8189: Fix too-small page size in "fetch all pages" code.

[arvados.git] / sdk / python / arvados / util.py
diff --git a/sdk/python/arvados/util.py b/sdk/python/arvados/util.py

index 552fbbe31fad1d106a0ff41f574e0455ec8ae7e8..2ac6ab9129af16edfac4670452c7194761332274 100644 (file)
--- a/sdk/python/arvados/util.py
+++ b/sdk/python/arvados/util.py
@@ -1,17 +1,34 @@
  import fcntl
  import hashlib
+import httplib2
  import os
  import re
  import subprocess
  import errno
+import sys
+
+import arvados
+from arvados.collection import CollectionReader
+
+HEX_RE = re.compile(r'^[0-9a-fA-F]+$')
+
+keep_locator_pattern = re.compile(r'[0-9a-f]{32}\+\d+(\+\S+)*')
+signed_locator_pattern = re.compile(r'[0-9a-f]{32}\+\d+(\+\S+)*\+A\S+(\+\S+)*')
+portable_data_hash_pattern = re.compile(r'[0-9a-f]{32}\+\d+')

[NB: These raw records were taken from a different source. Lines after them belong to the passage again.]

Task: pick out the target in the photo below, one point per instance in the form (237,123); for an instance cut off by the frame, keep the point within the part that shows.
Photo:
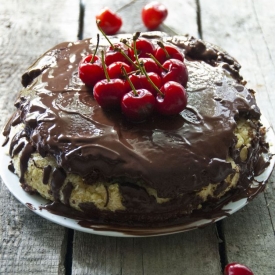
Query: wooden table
(32,245)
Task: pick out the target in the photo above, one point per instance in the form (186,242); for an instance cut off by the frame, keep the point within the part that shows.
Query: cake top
(64,120)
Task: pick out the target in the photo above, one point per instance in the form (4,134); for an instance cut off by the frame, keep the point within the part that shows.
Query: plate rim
(34,202)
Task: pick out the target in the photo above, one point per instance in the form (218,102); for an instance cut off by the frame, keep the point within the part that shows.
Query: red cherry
(237,269)
(173,100)
(113,55)
(153,14)
(176,71)
(90,73)
(114,70)
(140,82)
(149,64)
(110,22)
(108,93)
(138,105)
(173,52)
(144,47)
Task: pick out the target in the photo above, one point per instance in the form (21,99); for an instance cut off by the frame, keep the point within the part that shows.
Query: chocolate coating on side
(174,155)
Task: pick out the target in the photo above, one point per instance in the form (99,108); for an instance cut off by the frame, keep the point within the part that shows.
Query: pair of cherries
(137,78)
(152,14)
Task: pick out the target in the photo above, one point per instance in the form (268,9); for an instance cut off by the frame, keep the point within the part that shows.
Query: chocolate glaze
(46,174)
(58,177)
(174,155)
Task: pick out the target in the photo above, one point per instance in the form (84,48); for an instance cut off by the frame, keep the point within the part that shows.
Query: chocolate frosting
(174,155)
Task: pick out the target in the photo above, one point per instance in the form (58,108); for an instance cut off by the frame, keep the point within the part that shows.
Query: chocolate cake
(68,149)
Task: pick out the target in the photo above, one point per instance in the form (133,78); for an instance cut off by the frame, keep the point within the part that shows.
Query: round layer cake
(68,149)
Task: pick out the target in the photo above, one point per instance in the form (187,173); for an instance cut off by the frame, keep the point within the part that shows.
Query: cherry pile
(137,78)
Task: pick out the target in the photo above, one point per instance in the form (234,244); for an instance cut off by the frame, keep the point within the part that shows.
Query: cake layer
(165,164)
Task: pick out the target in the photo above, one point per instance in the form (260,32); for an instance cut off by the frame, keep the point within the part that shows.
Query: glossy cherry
(175,71)
(237,269)
(113,54)
(173,99)
(140,82)
(153,14)
(138,105)
(90,73)
(167,53)
(143,46)
(149,64)
(110,22)
(114,70)
(108,93)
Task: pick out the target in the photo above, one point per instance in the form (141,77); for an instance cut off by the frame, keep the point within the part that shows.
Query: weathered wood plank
(189,253)
(28,243)
(176,254)
(245,29)
(182,16)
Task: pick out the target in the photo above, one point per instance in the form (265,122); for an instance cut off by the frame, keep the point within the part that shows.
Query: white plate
(34,203)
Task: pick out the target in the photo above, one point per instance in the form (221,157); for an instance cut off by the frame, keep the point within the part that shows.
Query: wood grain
(244,29)
(182,16)
(189,253)
(28,243)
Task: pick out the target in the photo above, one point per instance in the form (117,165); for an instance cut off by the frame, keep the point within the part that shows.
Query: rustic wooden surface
(32,245)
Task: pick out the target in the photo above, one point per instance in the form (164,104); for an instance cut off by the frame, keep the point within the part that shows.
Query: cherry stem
(135,37)
(129,81)
(124,41)
(126,56)
(150,80)
(164,49)
(100,29)
(97,44)
(158,63)
(104,67)
(115,48)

+uuid_pattern = re.compile(r'[a-z0-9]{5}-[a-z0-9]{5}-[a-z0-9]{15}')
+collection_uuid_pattern = re.compile(r'[a-z0-9]{5}-4zz18-[a-z0-9]{15}')
+group_uuid_pattern = re.compile(r'[a-z0-9]{5}-j7d0g-[a-z0-9]{15}')
+user_uuid_pattern = re.compile(r'[a-z0-9]{5}-tpzed-[a-z0-9]{15}')
+link_uuid_pattern = re.compile(r'[a-z0-9]{5}-o0j2j-[a-z0-9]{15}')
+manifest_pattern = re.compile(r'((\S+)( +[a-f0-9]{32}(\+\d+)(\+\S+)*)+( +\d+:\d+:\S+)+$)+', flags=re.MULTILINE)
  
  def clear_tmpdir(path=None):
      """
      Ensure the given directory (or TASK_TMPDIR if none given)
      exists and is empty.
      """
-    if path == None:
-        path = current_task().tmpdir
+    if path is None:
+        path = arvados.current_task().tmpdir
      if os.path.exists(path):
          p = subprocess.Popen(['rm', '-rf', path])
          stdout, stderr = p.communicate(None)
@@ -28,19 +45,19 @@ def run_command(execargs, **kwargs):
      p = subprocess.Popen(execargs, **kwargs)
      stdoutdata, stderrdata = p.communicate(None)
      if p.returncode != 0:
-        raise errors.CommandFailedError(
+        raise arvados.errors.CommandFailedError(
              "run_command %s exit %d:\n%s" %
              (execargs, p.returncode, stderrdata))
      return stdoutdata, stderrdata
  
  def git_checkout(url, version, path):
      if not re.search('^/', path):
-        path = os.path.join(current_job().tmpdir, path)
+        path = os.path.join(arvados.current_job().tmpdir, path)
      if not os.path.exists(path):
-        util.run_command(["git", "clone", url, path],
-                         cwd=os.path.dirname(path))
-    util.run_command(["git", "checkout", version],
-                     cwd=path)
+        run_command(["git", "clone", url, path],
+                    cwd=os.path.dirname(path))
+    run_command(["git", "checkout", version],
+                cwd=path)
      return path
  
  def tar_extractor(path, decompress_flag):
@@ -63,7 +80,7 @@ def tarball_extract(tarball, path):
      path -- where to extract the tarball: absolute, or relative to job tmp
      """
      if not re.search('^/', path):
-        path = os.path.join(current_job().tmpdir, path)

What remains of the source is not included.